The total cost of a divorce is most significantly influenced by the actions (or inaction) of the parties; and, in the vast majority of cases, the total cost of a divorce has very little has to do with the lawyers involved. One hard and fast rule is this: the more a couple fights, the more the divorce costs.

I can get a divorce completed faster and at a lower cost for a couple who has millions of dollars in assets and choose to work cooperatively together to end their marriage than I can for a couple who has no assets but choose to fight about everything. When a client tells his or her attorney things like, “I would rather pay you than him/her,” or “it’s the principal of the thing,” the lawyer has a pretty good idea that the impending divorce litigation will be costly because the client is more interested in “winning” than he or she is in dissolving the marriage as economically and expeditiously as possible. This is extremely unfortunate because there are truly no “winners” in a divorce proceeding. After custody is allocated and/or and the marital property is divided, each party is left with less individually than they enjoyed as a couple: less time with the children, less money, less property, etc.

Here are some examples (taken from actual cases) that can significantly increase the cost of a divorce:

  • Engaging in acts of domestic violence
  • Removing the children from the home state or concealing their whereabouts
  • Making the divorce a personal vendetta
  • Emptying bank accounts
  • Hiding and/or selling assets
  • Locking all of the spouse’s clothing in the car and then disposing of the keys
  • Using the children as pawns
  • Showing up at court for a hearing with a new boyfriend/girlfriend
  • Paying child support from a joint account you share with your spouse (or your current boyfriend/girlfriend)
  • Cutting the house in half with a chain saw

If divorcing couples stop communicating and can no longer talk to each other, then all of the communication typically goes through their attorneys. This, of course, helps drive up the couple’s legal fees and can cause additional, unnecessary delays in the divorce proceedings. Say, for example, one party wants to retrieve some items out of the house after he or she has moved out. If the parties are still able to communicate, they can discuss the matter and work together to come up with a fair and equitable division of the household property. If, however, the parties are not able to communicate with each other, then each party ends up having to have telephone calls and/or correspondence with his and her attorneys to try to reach an agreement as to how the property will be divided. By the time each attorney bills all of his or her time for their involvement in this matter, the attorney fees and costs incurred often exceed the value of the property in question.

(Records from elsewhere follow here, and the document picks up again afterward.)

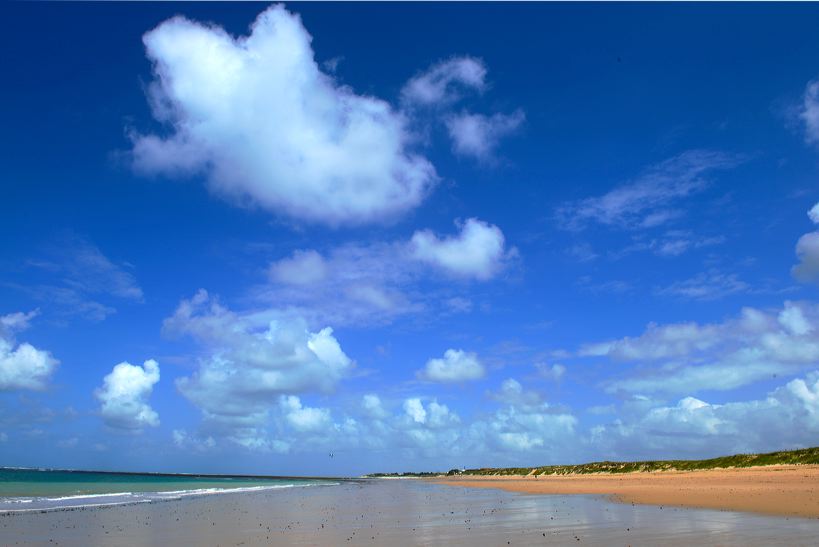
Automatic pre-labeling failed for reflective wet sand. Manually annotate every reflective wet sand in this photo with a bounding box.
[0,480,819,546]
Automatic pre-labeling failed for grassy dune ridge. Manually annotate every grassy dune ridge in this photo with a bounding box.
[368,447,819,477]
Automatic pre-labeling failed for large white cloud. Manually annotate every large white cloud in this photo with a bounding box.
[590,372,819,458]
[401,57,486,106]
[410,218,515,279]
[94,359,159,430]
[0,312,59,391]
[163,291,353,444]
[133,5,436,224]
[418,349,485,382]
[579,302,819,393]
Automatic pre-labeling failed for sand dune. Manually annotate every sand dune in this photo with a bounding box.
[433,465,819,518]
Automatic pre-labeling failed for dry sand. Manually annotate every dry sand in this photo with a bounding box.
[0,479,819,547]
[435,465,819,518]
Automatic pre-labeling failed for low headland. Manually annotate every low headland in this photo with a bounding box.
[373,447,819,518]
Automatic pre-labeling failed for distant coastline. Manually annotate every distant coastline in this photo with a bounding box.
[365,447,819,478]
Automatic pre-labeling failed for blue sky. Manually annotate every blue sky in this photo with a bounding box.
[0,3,819,474]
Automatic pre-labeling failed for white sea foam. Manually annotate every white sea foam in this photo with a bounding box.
[0,482,340,513]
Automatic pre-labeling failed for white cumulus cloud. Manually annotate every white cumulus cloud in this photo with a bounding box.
[791,202,819,283]
[163,291,353,444]
[578,301,819,394]
[0,311,59,391]
[133,5,438,225]
[401,57,486,106]
[410,218,515,280]
[94,359,159,430]
[418,349,485,382]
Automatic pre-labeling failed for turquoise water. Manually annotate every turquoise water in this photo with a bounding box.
[0,468,337,511]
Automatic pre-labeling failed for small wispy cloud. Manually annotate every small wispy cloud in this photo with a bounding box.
[556,150,744,230]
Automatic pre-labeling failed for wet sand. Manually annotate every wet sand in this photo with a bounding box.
[435,465,819,518]
[0,480,819,546]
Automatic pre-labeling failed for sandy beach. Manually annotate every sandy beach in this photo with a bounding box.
[0,479,819,547]
[435,465,819,518]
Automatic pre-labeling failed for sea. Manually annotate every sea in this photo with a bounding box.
[0,467,339,513]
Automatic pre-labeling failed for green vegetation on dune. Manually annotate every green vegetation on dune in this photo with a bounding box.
[368,447,819,477]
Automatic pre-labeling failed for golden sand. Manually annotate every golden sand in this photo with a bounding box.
[432,465,819,518]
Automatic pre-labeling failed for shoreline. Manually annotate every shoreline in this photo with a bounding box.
[0,480,819,547]
[427,465,819,518]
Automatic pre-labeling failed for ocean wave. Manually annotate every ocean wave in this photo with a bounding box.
[0,482,340,513]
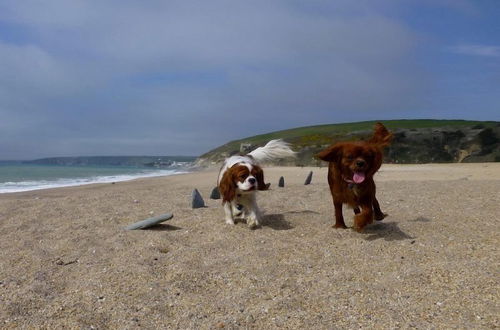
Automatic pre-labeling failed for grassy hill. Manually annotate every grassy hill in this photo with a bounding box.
[198,119,500,165]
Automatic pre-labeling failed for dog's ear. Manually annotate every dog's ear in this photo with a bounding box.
[368,123,393,147]
[219,168,236,204]
[252,165,269,190]
[315,143,342,162]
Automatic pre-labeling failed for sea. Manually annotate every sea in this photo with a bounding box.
[0,157,193,194]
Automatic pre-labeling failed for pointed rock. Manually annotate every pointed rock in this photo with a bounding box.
[191,189,205,209]
[304,171,312,185]
[210,187,220,199]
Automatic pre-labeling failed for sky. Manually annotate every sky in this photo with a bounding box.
[0,0,500,160]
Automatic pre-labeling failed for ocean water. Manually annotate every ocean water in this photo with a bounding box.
[0,163,190,194]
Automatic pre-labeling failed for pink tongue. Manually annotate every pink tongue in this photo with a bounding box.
[352,172,365,183]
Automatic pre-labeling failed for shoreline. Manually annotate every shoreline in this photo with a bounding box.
[0,163,500,329]
[0,162,500,196]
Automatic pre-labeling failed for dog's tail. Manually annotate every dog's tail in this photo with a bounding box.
[248,139,296,162]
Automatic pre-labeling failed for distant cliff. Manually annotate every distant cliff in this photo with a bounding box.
[196,120,500,166]
[23,156,196,167]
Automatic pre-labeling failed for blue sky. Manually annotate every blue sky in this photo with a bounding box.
[0,0,500,159]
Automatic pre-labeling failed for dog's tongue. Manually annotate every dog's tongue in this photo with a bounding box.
[352,172,365,183]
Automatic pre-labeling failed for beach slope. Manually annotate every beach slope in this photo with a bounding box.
[0,163,500,329]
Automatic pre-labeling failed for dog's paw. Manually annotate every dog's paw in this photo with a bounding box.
[247,218,260,229]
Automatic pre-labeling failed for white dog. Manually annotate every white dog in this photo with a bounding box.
[217,140,295,228]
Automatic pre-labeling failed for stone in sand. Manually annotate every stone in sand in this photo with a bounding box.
[304,171,312,185]
[210,187,220,199]
[191,189,205,209]
[125,213,174,230]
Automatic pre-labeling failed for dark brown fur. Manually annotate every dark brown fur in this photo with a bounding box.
[317,123,393,232]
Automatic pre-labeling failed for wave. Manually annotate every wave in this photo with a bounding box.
[0,169,188,194]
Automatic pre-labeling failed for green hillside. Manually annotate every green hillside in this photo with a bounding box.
[199,119,500,165]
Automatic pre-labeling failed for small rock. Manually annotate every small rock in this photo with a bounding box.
[304,171,312,186]
[191,189,205,209]
[245,314,255,323]
[210,187,220,199]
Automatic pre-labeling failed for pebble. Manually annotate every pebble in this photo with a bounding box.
[304,171,312,185]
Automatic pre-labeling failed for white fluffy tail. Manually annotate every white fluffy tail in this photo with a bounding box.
[249,139,296,162]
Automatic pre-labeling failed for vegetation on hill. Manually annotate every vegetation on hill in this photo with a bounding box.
[197,119,500,165]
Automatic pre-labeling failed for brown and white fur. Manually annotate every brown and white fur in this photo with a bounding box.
[217,140,295,228]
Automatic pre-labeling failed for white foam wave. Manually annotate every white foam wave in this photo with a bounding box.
[0,170,187,194]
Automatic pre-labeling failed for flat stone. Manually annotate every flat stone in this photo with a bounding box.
[191,189,205,209]
[125,213,174,230]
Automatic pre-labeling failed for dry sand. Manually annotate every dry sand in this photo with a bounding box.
[0,163,500,329]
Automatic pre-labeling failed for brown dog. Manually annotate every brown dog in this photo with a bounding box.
[317,123,392,232]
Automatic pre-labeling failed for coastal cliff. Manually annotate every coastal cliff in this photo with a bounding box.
[196,120,500,166]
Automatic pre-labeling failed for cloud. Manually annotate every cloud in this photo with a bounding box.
[450,45,500,57]
[0,0,434,158]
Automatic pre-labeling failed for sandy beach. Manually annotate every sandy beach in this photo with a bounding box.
[0,163,500,329]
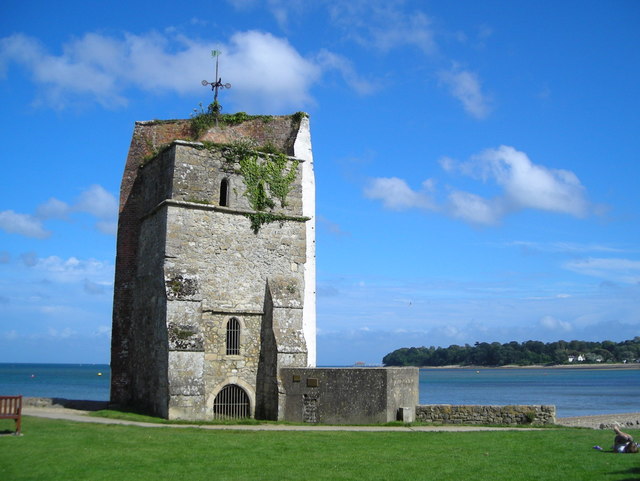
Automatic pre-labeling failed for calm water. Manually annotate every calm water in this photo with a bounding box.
[420,369,640,417]
[0,364,640,417]
[0,363,111,401]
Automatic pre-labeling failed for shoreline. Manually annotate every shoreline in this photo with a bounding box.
[418,363,640,370]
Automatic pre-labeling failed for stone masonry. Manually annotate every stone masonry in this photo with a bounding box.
[111,115,315,419]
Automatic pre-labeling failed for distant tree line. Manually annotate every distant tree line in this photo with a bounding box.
[382,336,640,366]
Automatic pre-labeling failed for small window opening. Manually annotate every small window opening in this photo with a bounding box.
[213,384,251,419]
[227,317,240,356]
[220,179,229,207]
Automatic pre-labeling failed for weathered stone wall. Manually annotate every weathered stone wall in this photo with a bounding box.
[416,404,556,425]
[111,116,315,419]
[280,368,419,424]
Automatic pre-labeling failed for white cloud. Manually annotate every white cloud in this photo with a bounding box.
[317,49,378,95]
[35,197,70,220]
[364,145,589,225]
[440,145,589,224]
[26,254,113,288]
[328,0,437,55]
[0,185,118,239]
[563,257,640,284]
[0,210,51,239]
[438,65,491,119]
[364,177,435,210]
[221,31,322,110]
[0,31,344,111]
[468,145,587,217]
[539,316,573,333]
[73,185,118,223]
[447,191,503,225]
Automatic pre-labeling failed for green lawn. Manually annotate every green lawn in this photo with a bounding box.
[0,417,640,481]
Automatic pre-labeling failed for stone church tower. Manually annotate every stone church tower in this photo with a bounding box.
[111,113,316,419]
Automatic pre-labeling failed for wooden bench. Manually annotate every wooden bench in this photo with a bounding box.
[0,396,22,435]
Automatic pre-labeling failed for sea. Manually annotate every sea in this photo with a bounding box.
[0,363,640,417]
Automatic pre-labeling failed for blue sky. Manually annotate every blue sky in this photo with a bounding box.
[0,0,640,365]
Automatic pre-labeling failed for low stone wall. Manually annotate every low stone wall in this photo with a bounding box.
[279,367,419,424]
[415,404,556,426]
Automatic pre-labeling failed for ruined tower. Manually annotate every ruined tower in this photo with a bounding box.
[111,113,316,419]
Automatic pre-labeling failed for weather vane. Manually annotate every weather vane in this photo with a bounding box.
[202,50,231,127]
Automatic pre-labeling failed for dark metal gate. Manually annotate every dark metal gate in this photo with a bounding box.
[213,384,251,419]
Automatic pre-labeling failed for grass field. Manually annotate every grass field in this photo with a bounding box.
[0,417,640,481]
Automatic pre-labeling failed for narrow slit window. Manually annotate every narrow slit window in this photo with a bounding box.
[220,179,229,207]
[227,317,240,356]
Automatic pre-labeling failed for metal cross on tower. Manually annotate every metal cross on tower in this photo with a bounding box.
[202,50,231,127]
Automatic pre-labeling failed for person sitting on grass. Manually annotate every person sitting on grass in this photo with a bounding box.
[613,426,638,453]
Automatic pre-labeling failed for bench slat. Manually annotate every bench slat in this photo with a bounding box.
[0,396,22,435]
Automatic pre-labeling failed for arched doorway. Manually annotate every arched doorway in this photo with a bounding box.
[213,384,251,419]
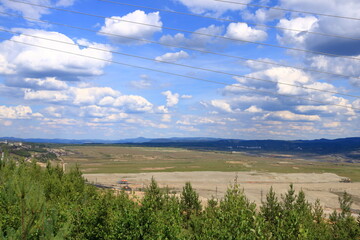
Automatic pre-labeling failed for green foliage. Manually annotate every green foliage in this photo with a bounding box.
[10,149,31,157]
[0,161,360,239]
[330,192,360,240]
[36,152,57,163]
[180,182,201,219]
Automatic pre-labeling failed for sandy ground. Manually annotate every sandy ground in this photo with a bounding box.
[83,172,360,213]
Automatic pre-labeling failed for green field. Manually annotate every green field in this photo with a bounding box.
[63,145,360,181]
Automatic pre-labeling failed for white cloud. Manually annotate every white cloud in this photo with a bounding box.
[279,0,360,56]
[114,95,153,112]
[100,10,162,44]
[155,50,189,62]
[156,105,169,113]
[180,94,192,99]
[17,77,69,90]
[211,100,233,113]
[0,55,16,75]
[42,118,80,126]
[0,105,42,119]
[176,115,226,126]
[177,0,250,15]
[0,119,13,127]
[160,25,223,49]
[0,0,75,19]
[242,8,284,23]
[324,122,341,128]
[69,87,120,105]
[245,105,263,113]
[277,16,318,46]
[44,106,64,118]
[161,114,171,122]
[162,91,180,107]
[225,23,267,42]
[0,29,112,80]
[24,89,70,103]
[130,74,153,89]
[264,111,321,121]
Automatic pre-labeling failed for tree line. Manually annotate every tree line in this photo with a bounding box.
[0,161,360,240]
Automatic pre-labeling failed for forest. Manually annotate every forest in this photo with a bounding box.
[0,158,360,240]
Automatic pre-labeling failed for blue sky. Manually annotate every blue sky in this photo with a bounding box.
[0,0,360,139]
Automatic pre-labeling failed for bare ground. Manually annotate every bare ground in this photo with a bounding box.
[83,171,360,216]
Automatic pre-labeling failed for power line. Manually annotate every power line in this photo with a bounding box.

Regrettably, a strongly contested divorce is sometimes necessary and is the only way to effectively deal with an abusive or dishonest spouse, or to try to get a child custody or shared parenting order in your favor. My office has represented many of our clients in these types of cases, and we will always be as aggressive as necessary to protect our clients’ rights and interests. No matter what the situation, we continually strive to resolve all of our cases in the best manner possible.

Prospective divorce clients should keep in mind that Ohio courts typically approach each divorce case the same way an accountant would propose a business be divided amongst its partners. Simply stated, it is a lot of number crunching. There are statutes, guidelines and calculations utilized by Ohio courts for the determination of spousal support and child support. With respect to property, the Courts routinely attempt to make a fairly equal division of the marital assets and liabilities. Since that is the case, there is great potential for a divorcing couple to save themselves thousands of dollars if they can simply sit down together, with or without their legal counsel, to try to reach an agreement as to support and the equitable division of the marital assets and liabilities. The more the parties can work out amongst themselves to resolve these issues, the less costly their divorce will be.

Child custody cases, of course, are different and can be quite contentious because there is nothing more important to most parents than their children. Nonetheless, the guiding principals of civility and cooperation should still apply in these cases too. When divorcing parents try to use their children as a “bargaining chip” in their divorce proceedings, the legal fees and costs will mount quickly. More importantly, these tactics can be detrimental to the health and emotional well-being of the children. The parents who are able to work together and make joint decisions with their children’s best interest at heart will have happier, healthier children; and, in all likelihood, a much smaller bill from their attorney.

In the end, it is possible that a very simple, basic uncontested divorce could be done very economically. A hotly contested divorce case, however, can cost tens of thousands of dollars. How the parties conduct themselves is the biggest variable.